Katimavik is an amazing, coast-to-coast example of just what volunteering does not only for yourself, but also for those you volunteer for. A 2002 study about the program determined that the net impact to benefit the Canadian economy through the program (taking into account factors such as a participant’s increased employability at the conclusion of the program as a result of skills learned therein) is $8,812 per participant. That’s dang impressive, especially when you consider that approximately 1,000 youth aged 17-21 participate in the program every year.

What I wanted to point out here is that, even though probably a majority of Canadians have never heard of Katimavik (basing this solely on my own story preface of, ‘Have you heard of Katimavik?’ and the percentage of people who have vs. who haven’t heard of the program), you’ve probably benefitted either directly or indirectly in some way because of it.

Katimavictims as we like to call ourselves (Will Ferguson also wrote a memoir of his time spent in Katimavik in its 80s hey-day, called I Was A Teenage Katimavictim, which only spurred us on in my group) hold such positions as my own trail building, data entry, and high school library assistance, as well as in food banks, at Big Brothers/Big Sisters, Habitat for Humanity, in daycares, at museums, and all sorts of non-profits you may never have heard of, thought of, or realized were non-profit.

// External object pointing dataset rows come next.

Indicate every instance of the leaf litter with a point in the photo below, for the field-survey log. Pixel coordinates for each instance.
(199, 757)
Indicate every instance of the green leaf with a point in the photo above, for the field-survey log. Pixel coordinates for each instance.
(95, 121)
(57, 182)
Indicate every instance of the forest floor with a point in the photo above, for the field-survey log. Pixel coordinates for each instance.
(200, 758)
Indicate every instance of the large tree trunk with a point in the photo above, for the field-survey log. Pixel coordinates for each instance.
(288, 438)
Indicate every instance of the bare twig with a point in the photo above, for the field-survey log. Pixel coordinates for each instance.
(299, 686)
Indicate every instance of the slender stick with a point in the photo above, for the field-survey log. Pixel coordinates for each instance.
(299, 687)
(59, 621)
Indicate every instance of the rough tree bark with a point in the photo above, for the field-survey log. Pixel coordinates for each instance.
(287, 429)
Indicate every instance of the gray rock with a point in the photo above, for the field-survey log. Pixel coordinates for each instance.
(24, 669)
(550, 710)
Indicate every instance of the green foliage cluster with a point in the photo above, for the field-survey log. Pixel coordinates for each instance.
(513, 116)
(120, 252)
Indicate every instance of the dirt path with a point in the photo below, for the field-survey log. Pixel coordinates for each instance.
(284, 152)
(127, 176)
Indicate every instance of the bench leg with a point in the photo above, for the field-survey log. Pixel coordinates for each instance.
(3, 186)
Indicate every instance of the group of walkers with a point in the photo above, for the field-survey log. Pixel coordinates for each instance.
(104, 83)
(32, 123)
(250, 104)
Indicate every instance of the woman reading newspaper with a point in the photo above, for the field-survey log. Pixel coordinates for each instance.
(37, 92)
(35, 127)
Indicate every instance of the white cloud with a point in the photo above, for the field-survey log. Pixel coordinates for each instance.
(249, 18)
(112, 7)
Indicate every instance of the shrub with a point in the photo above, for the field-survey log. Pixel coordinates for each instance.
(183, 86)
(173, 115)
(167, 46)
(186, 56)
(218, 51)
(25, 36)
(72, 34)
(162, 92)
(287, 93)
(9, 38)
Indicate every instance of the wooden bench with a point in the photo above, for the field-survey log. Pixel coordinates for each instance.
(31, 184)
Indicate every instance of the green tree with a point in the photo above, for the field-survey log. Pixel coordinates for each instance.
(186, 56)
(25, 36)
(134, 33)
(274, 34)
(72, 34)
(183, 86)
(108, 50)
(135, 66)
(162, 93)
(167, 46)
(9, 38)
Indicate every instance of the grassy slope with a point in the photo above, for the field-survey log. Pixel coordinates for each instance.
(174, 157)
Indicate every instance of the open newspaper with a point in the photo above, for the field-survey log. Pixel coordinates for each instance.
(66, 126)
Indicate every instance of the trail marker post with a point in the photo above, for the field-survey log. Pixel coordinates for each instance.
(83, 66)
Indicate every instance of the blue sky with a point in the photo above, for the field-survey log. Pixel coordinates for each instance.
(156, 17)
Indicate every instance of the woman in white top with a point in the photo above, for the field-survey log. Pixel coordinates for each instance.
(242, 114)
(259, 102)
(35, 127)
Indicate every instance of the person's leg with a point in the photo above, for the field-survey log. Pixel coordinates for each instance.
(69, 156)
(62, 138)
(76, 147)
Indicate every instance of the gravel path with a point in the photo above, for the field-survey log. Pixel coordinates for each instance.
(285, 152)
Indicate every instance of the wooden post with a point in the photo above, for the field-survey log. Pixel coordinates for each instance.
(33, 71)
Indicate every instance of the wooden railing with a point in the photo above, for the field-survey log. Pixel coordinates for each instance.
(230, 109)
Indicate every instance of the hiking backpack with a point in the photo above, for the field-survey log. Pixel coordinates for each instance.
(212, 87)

So there’s just a little taste of what volunteering can do for you, along with what it might be doing for you right now – whether you’re aware or oblivious of it. I highly recommend volunteering. I don’t even realize I’m doing it half the time, or at least it doesn’t really feel like it when I’m at my current recurring gig Co-Hosting the Animal Voices Radio Show in Vancovuer every week. That’s an opportunity I’ve wanted since I was 10 years old, and am now seeing come to fruition. It’s also something that wouldn’t be possible if I wasn’t willing and ready to volunteer when opportunities come my way.

I’d like to invite you to try volunteering today, be it as a means to get in to a concert, or scrubbing cages and floors at an animal shelter. You’ll be a better and happier version of yourself if you do.